Of particular focus in the realm of infectious disease is recognition that, “… immunization is an important means of pre-empting diseases that lead to disabilities.” The Report goes on to explain for example, that, “More children than ever before are being reached. One consequence has been that the incidence of polio – which can lead to permanent muscle paralysis – fell from more than 350,000 cases in 1988 to 221 cases in 2012.”

Malaria as an infectious disease continues to exert a disabling effect on children in endemic countries. The Report does present a case study of children who spent several years in a residential home for children with mental disabilities in the Republic of Moldova, but it is also important to recognize that malaria and other infectious diseases can lead to such problems.

In reporting on neurological disease in Sub-Saharan Africa, Donald Silberberg and Elly Katabira explained that, “In addition to the hundreds of thousands of children who die each year from cerebral malaria, many more survive (often repeated attacks) and develop sequelae that have yet to be quantified. These include cognitive disorders and epilepsy.”

Likewise Ngoungou and colleagues after studying children with cerebral malaria in Mali found persistent neurological sequelae including, “ headaches, mental retardation, speech delay, bucco-facial dyspraxia, diplegia and frontal syndrome (one case each), dystonia (two cases), epilepsy (five cases) and behavior and attention disorders (15 cases).”

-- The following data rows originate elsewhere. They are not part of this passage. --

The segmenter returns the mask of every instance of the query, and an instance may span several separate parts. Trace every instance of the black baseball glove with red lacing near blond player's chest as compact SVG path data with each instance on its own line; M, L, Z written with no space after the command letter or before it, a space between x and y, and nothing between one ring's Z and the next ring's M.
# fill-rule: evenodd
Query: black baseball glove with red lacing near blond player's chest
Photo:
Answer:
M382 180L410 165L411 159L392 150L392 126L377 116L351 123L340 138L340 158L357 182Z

Immunization is of course a major tool in preventing disability, but we also need to examine the role other disease control efforts can play on preventing disability. Also as mentioned in the case of immunization above, we also need to ensure that all children with any kind of disability in a malaria endemic area promptly receive all necessary treatment and preventive interventions.

Epilepsy – a long term consequence of severe malaria

Severe Malaria

When calculating the burden of malaria, we often forget the longer term disabilities that persist after an acute episode. Specifically, Kariuki and co-researchers highlight that, “Falciparum malaria is an important cause of acute symptomatic seizures in children admitted to hospitals in sub-Saharan Africa, and these seizures are associated with neurological disabilities and epilepsy.”
In a new review in Neurology, Ngugi and colleagues report that …

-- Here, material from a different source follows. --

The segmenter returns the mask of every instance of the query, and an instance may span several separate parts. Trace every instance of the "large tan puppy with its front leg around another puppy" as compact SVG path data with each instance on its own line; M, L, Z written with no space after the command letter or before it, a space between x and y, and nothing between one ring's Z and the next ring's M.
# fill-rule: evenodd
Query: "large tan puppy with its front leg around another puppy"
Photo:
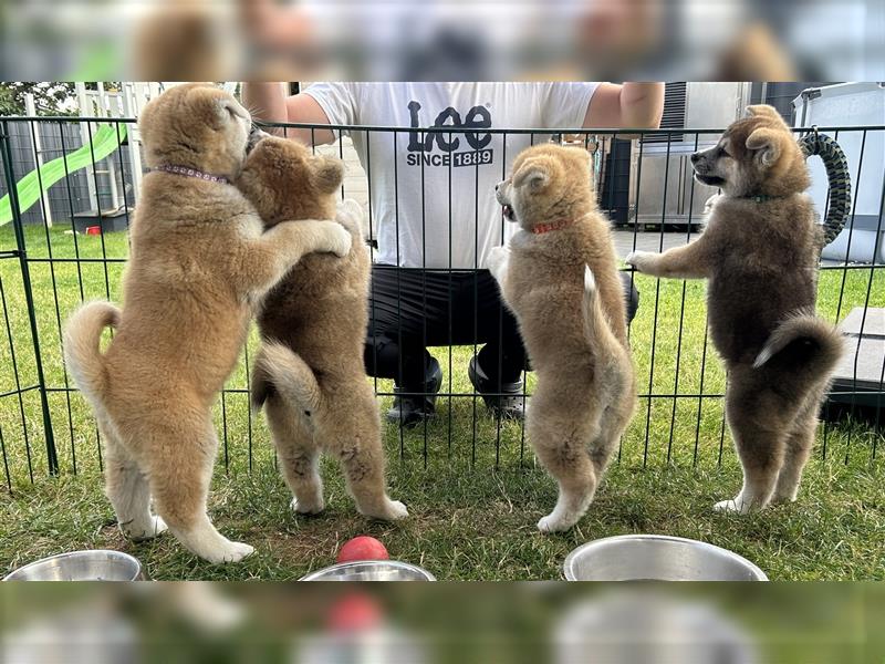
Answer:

“Our estimates suggest that the incidence of epilepsy in LMIC (low and middle income countries) is approximately twice that of HIC (high income countries) … The cause of the higher incidence in resource-poor compared to industrialized countries is likely to be multifactorial. The higher incidence of head trauma and of infections and infestations of the CNS (central nervous system) such as malaria, neurocysticercosis, and invasive bacterial infections may be important causes.”

dscn9102sm.jpgPreventing malaria or treating malaria in a very timely manner is a crucial step in reducing the long term burden of disease in individuals and countries. Kariuki et al. note a challenge: “… it is difficult to determine the proportion of seizures attributable to malaria in endemic areas since a significant proportion of asymptomatic children have malaria parasitaemia.”

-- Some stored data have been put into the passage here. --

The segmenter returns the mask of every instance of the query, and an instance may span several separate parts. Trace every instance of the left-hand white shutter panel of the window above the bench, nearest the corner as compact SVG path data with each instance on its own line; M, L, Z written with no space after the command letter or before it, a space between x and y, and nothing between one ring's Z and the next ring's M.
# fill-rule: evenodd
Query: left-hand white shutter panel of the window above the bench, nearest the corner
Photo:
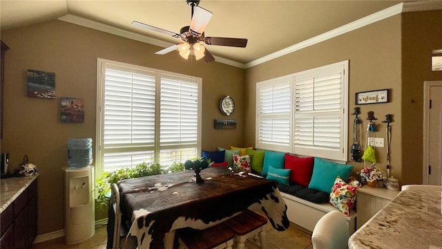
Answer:
M257 125L256 147L289 150L291 82L283 79L256 88Z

Kenya has been experiencing some intense malaria intervention over recent years.  This provides a setting where researchers have gotten a handle on the potential reduction in the burden of long term CNS disease because of malaria control activities. Among the findings Kariuki et al. report are that, “From 2002 to 2008, the incidence of all acute symptomatic seizures decreased by … 69.2% with 93.1% of this decrease in malaria-associated seizures.”

Malaria itself imposes major immediate costs on a community from direct service payments and indirect loss of work and of course from loss of life. We should not forget the lingering costs of severe malaria may degrade the educational and occupational capacity and opportunities of community members, leaving such endemic communities mired in poverty. Clearly malaria elimination is an essential contribution to national development.